Las tensiones que engendraría una elección dirimida en forma estrecha ya está preocupando a muchos. Por cierto, no es un tema a descartar. Pero es una posibilidad democrática cada vez más recurrente.
Es cosa natural que en un país las miradas ideológicas estén divididas en términos más o menos similares, si las condiciones de vida y las oportunidades se encuentran igualmente repartidas. Por el contrario, si la desigualdad campea, la división debiera ser tajante, con mayorías y minorías respondiendo a sus intereses. Salvo que se trate de sociedades en que la información es manipulada por un solo sector ideológico y los canales de participación se encuentran seriamente obstruidos o son inexistentes. Este último es el caso de Chile. Una estructura económica extraordinariamente inequitativa, canales de participación que pareciera a nadie le interesa estimular y una concentración comunicacional apabullante.
Este es el escenario, aunque no comparto la idea de que la escasa diferencia de votos entre las alternativas que se enfrentan el domingo, vaya a hacer al país ingobernable.

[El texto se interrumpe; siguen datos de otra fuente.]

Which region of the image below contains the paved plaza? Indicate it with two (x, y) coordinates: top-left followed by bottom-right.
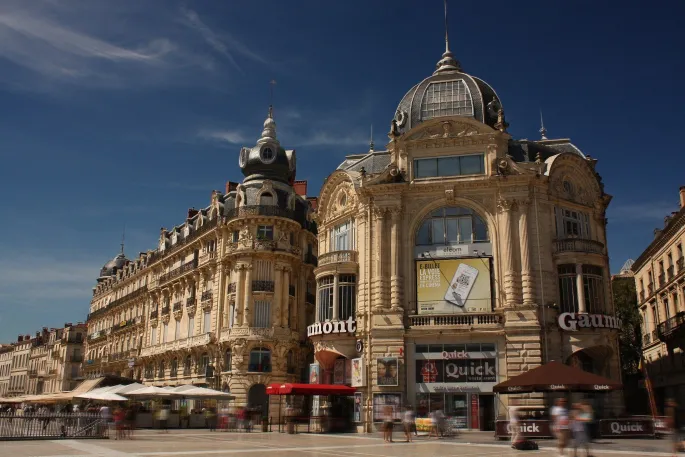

El gran desafío vendrá desde otro lado. Será tener la capacidad de llevar a Chile a niveles de desarrollo acordes con lo que está ocurriendo en el mundo. Y eso significa reconocer que no se trata sólo de una cuestión de eficiencia en un mejor emprendimiento, de mayor competitividad, de cuánto crece nuestra economía o de cuán bien se comportan las políticas macroeconómicas. Allí no está el verdadero desafío.

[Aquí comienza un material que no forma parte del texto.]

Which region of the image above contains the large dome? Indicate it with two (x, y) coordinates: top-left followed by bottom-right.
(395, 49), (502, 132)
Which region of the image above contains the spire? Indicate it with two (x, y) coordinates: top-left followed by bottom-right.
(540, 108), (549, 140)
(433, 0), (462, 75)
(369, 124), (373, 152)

El reto real será asumir que el paradigma cambió. Que la vida hoy se mira de otra manera. Que los planteamientos de Newton y Descartes han sido sobrepasados. Que el pensamiento de Kant ya no responde a los niveles éticos que hoy se requieren. Que mientras más descubrimientos hace la física cuántica, más se acerca al misticismo. Que la institucionalidad religiosa soporta tanto descrédito como los partidos políticos, mientras crece la religiosidad. Que el problema de la formación de la juventud no se resuelve sólo creando más profesionales que serán mal pagados. Que resultará indispensable devolver al trabajo la dignidad que tenía antes de que el trabajador fuera convertido en capital humano. Que el mercado es una entelequia que, en definitiva, obedece a las presiones de quienes tienen más poder. Y eso significa entender también que sus reglas pueden ser revisadas y cuestionadas y su comportamiento controlado por un ente superior que represente a todos, el Estado.
En fin, el mundo cambió. Y los líderes de ahora deberán asumir la realidad de nuevas apuestas valóricas. Habrá que comenzar por redefinir lo que fue la célula básica de la sociedad: la familia. Las soluciones que se requieren no saldrán del remozamiento de lo antiguo. Ni siquiera con ayudas esporádicas en metálico -bonos-, que son necesarias, pero que reflejan una perversa concentración de la riqueza en muy pocas manos. Y para enfrentar todo eso es necesario abrir la mente y, especialmente, el corazón.
Pareciera que ya no basta con la racionalidad. Nadie puede negar lo que hemos avanzado por las anchas autopistas de la tecnología. ¿Quién podría dudar que la ciencia y la técnica nos han prolongado la vida? ¿Pero alguien podría sostener que esa vida agregada será de buena calidad? Son muchos los desafíos, sin siquiera tocar la innovación, que tendrá que convertirse en una herramienta redistributiva y descentralizadora.
Pareciera que hemos llegado a un punto en que la racionalidad no basta. Y quizás si el verdadero cambio es comenzar a dar cabida también a las emociones y al instinto. Reconocernos como seres humanos integrales. Respetando profundamente la diversidad. Volviendo hacia la solidaridad que nos llevó a integrarnos en sociedades, porque aceptamos la imposibilidad de vivir en solitario. Somos gregarios, lo que es la negación del individualismo que hoy nos mantiene al borde de un precipicio.
Todo esto y mucho más trae el cambio que tendremos que enfrentar. Y, aunque no guste, el conservadurismo poco tiene que aportar.